まだはっきりとしない意識に、その音楽は耳から流れ込んでくる。




この音楽…




ガバッと上半身を起こし、携帯を見てみる。

サザエさんのエンディングが、YouTubeから流れていた。

こんなんアラームに設定してない。

じゃあ、誰が?

言うまでもないのだが…。


「あ、起きましたか?

 おはようございます」


「おはようごぜえます、自称・神。

 何でアラームが鳴んないで、サザエさんのエンディングが流れてんだよ!」


「自称じゃなく、ちゃんと神ですよ!」


「うるっせえ、見習いのくせに!

 んな事より、何でサザエさんを流したのかを聞いてんだよ!」


「蓮が自分で設定したアラームは鳴ったのですが、蓮は寝ぼけてアラームを消して寝ちゃったんです。
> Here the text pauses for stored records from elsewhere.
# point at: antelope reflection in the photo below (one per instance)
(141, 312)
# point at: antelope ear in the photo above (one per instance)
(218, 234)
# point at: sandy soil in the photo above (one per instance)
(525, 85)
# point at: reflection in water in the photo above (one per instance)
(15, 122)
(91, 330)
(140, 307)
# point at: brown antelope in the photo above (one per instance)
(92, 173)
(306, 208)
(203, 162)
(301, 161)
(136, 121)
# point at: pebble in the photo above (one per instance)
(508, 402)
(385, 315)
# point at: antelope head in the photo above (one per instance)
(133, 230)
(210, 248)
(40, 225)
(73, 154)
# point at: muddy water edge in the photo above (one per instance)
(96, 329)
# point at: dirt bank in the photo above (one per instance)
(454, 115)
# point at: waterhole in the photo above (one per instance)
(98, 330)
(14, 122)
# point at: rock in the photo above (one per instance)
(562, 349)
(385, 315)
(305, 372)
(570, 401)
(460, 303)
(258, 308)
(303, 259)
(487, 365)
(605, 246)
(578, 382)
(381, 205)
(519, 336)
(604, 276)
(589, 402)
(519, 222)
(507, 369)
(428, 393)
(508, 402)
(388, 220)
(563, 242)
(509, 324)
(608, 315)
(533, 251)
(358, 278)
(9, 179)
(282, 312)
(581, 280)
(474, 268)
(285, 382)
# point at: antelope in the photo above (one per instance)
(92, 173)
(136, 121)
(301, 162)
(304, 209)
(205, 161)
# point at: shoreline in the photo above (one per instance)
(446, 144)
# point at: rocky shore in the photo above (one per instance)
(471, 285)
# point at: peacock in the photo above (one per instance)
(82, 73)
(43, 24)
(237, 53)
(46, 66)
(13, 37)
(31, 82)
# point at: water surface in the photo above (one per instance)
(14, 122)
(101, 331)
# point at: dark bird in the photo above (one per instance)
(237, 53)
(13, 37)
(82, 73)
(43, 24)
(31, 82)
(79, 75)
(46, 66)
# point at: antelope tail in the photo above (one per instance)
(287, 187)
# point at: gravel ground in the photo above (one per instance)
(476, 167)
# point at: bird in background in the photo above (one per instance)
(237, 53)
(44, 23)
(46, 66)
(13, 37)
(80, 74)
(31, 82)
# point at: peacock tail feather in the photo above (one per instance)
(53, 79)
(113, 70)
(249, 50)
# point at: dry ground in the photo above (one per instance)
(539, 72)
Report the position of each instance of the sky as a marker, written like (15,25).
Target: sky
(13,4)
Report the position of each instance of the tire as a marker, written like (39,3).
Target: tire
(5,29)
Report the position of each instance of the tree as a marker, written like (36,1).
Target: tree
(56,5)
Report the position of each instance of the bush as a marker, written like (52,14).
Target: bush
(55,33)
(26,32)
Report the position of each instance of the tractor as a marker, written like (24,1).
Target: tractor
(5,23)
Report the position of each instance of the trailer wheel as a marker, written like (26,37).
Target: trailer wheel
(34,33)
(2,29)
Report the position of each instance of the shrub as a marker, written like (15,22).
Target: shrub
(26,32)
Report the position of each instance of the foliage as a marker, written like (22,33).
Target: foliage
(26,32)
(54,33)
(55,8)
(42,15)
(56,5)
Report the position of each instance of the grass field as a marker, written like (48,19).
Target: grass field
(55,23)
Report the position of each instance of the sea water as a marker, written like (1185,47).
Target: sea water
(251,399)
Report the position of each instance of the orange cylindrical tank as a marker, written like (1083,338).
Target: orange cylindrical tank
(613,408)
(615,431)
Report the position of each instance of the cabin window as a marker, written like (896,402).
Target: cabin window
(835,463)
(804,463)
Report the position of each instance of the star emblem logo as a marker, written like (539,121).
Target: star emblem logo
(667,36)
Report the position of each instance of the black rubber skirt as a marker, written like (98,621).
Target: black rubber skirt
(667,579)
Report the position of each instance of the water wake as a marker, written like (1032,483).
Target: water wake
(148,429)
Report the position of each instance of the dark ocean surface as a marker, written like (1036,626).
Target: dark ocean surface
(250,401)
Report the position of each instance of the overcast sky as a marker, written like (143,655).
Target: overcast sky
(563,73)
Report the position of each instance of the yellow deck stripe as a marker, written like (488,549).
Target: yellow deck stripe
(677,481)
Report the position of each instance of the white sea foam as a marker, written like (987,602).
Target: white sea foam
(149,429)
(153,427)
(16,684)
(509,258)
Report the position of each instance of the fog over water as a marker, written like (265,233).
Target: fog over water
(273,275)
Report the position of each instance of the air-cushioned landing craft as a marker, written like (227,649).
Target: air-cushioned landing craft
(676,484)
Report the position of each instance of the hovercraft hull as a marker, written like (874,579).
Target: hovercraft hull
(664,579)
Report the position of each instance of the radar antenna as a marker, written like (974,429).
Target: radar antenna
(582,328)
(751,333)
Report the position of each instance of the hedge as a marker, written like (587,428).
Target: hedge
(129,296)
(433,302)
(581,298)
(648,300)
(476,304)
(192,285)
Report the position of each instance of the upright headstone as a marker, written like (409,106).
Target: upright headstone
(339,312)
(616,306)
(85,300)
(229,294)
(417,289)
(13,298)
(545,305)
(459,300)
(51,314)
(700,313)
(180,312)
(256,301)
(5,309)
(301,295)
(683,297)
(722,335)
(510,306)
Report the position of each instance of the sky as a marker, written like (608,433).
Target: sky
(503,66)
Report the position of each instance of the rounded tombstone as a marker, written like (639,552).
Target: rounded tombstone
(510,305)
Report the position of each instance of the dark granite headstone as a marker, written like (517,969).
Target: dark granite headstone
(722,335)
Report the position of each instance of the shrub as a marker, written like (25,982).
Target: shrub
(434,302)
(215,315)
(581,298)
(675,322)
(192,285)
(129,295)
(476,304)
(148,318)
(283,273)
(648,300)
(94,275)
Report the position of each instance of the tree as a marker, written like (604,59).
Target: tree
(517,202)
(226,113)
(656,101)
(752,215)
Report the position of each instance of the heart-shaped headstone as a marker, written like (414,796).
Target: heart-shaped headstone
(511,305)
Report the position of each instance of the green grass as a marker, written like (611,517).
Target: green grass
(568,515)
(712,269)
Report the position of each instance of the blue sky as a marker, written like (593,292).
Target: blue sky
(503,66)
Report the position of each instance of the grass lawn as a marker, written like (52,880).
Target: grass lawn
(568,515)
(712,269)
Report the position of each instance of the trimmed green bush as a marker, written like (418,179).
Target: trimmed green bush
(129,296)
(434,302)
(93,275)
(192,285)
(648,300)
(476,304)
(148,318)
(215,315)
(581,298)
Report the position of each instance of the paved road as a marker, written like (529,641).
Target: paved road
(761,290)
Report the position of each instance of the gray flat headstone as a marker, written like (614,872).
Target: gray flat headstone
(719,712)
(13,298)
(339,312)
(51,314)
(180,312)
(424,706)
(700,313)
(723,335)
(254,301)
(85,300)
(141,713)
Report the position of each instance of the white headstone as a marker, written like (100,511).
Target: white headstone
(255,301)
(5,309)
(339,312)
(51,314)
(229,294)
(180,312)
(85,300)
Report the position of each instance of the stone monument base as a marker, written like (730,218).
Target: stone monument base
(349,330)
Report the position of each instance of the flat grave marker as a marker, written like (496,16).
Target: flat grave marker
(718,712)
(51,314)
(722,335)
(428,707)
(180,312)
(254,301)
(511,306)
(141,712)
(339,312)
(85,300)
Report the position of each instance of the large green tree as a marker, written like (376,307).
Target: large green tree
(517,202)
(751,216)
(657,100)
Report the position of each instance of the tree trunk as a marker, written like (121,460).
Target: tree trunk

 このままじゃ遅刻しちゃうから、一か八かでサザエさんを流してみたんですよ。

 そしたら効果は抜群ですね!

 ばっちりすっきり起きてくれました」


台所からこちらを見ながら、自信満々に親指を立てる椿に、朝っぱらから苛立ちを覚える。


「よりによってサザエさんはないだろ!?

 週が明けたのに、またサザエさんを聞く羽目になるとか、どんだけ残酷なんだよ!」


「結果的に起床出来たんだからいいじゃないですか。

 朝からそんなにプリプリ怒ってたら、仕事中にばてちゃいますよ?」


「誰のせいだ、誰の!」


目覚めてからまだ1分経ったかそこらなのに、既に疲れている。

ただでさえ、今日から仕事で陰鬱だというのに。


「あ~も~…」


こめかみを押さえてからベッドから出た蓮は、後頭部をぼりぼりと掻きながら洗面台へ。


「さっさと顔洗っちゃって下さいね。

 朝ご飯はもう出来てますから」


蓮はそれには返事をしなかった。


自称・神様がエプロンを着けて、朝ご飯を作る光景なんて、長い人生でもお目にかかる事はまずないだろう。

それが今、自身に起こっているのだから、どんな反応をするのが正解かは解らない。


神様と同棲…いや、同居?

向こうが勝手に住み着いたという方が正しい気もする。


うら若き女性と、ひとつ屋根の下で生活する事になったのに、思った事は。